While it's true that the earliest texts were not anti-gay, homophobic commentary was later added to some Buddhist scripture, interpreting same sex desire as sexual misconduct.
True that many Buddhist Americans and Jewish Americans support us, but even the very orthodox Jewish, the Hasidic, Young Israel, Chabad, et al., are not friends of Dorothy and even leaderships of both Mahayana and Theravada schools of Buddhism are not entirely on our side.
The Dalai Lama has said mostly in the past essentially that gay sex is acceptable for non Buddhists. He now says we should be allowed to marry and that we shouldn't be bullied, but he also champions "tradition" of societies which might disallow us.
Of those following the Theravada lineages, Thailand, which probably has one of the greatest concentrations, it's population being I think about 95% Buddhist, is currently considering forbidding gay and lesbians from becoming monks, a super serious offense against us because essentially they're saying: no enlightenment for you.

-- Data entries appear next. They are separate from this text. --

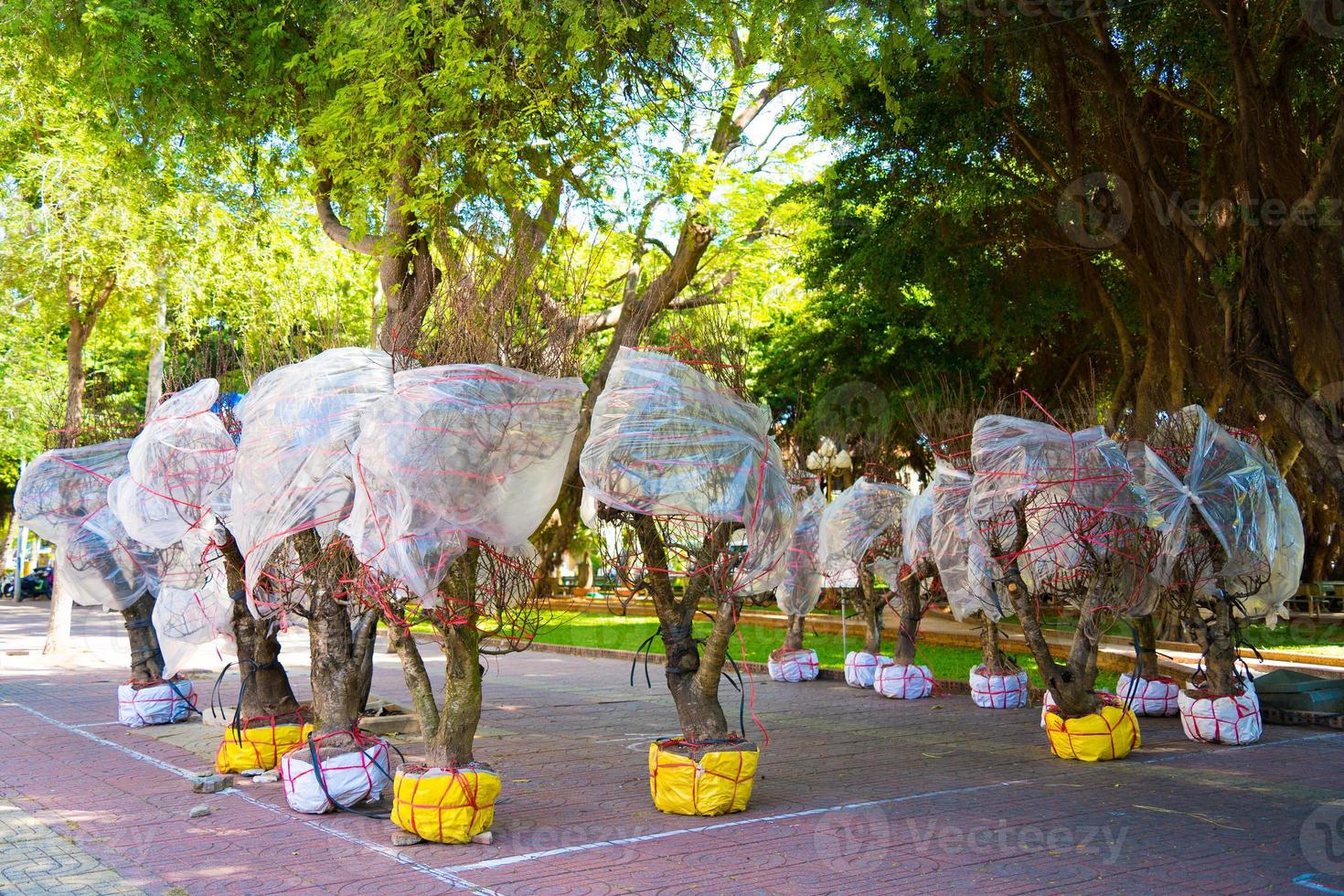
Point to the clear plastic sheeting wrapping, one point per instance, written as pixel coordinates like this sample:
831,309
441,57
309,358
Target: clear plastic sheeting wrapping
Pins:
62,496
65,486
801,586
192,606
179,465
456,453
917,529
1224,483
855,520
106,566
958,551
293,466
1075,498
668,441
1015,457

Hopefully that won't play out and on the other hand, they are about to officially recognize third sex with anti-discrimination laws for them so at best a mixed bag. Also no marriage for us there yet though it has been discussed at the legislative levels so we'll have to wait to see how that all plays out.
So that just needs to be qualified. Jews and Buddhist generally are more accepting of us, but they have their fundamentalists too.